Elasticsearch in Java projects – query documents
The previous article 'Elasticsearch in Java projects – index and read documents’ presents how to store the documents in the index. However, the primary function of the Elasticsearch is fast and efficient searching ability of the indexed documents based on provided queries. This article presents the basics about queries – how they are structured and used as a part of a search requests.
Queries and filters
By default, when returns the search result, Elasticsearch will sort them based on the relevance score that indicates how well the document matches the query. The score is a floating point value that is calculated by the query and stored as a parameter in document metadata. The score calculation depends on whether the query was run either in query context or filter context.
Filter context
A filter answers the question „Does the document match the query at all or not?” and the score is not calculated.
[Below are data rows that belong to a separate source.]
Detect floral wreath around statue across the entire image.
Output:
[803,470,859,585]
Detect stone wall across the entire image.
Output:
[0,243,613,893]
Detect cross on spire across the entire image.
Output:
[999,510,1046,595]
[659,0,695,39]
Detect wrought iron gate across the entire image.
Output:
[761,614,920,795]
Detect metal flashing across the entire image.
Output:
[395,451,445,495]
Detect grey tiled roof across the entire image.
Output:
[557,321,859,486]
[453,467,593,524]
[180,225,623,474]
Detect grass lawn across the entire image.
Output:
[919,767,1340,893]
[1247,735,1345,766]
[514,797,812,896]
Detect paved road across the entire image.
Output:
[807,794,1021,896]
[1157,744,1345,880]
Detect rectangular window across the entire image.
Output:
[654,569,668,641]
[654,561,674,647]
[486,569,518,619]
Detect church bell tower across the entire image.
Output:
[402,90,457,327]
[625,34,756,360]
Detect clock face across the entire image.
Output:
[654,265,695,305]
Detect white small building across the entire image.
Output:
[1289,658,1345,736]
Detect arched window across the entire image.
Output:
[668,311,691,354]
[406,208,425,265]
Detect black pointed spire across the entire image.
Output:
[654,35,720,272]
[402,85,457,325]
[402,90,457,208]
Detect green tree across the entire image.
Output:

Frequently used filters will be cached automatically by Elasticsearch, to speed up performance.
Query context
A query is similar to a filter, but also answers on the question „How well does the document match the query?”. For instance, the query is to contain the word „run”, but words „runs” or „running” also match.
In some cases both can be used interchangeable e.g. query the countryIso but filter is simple faster.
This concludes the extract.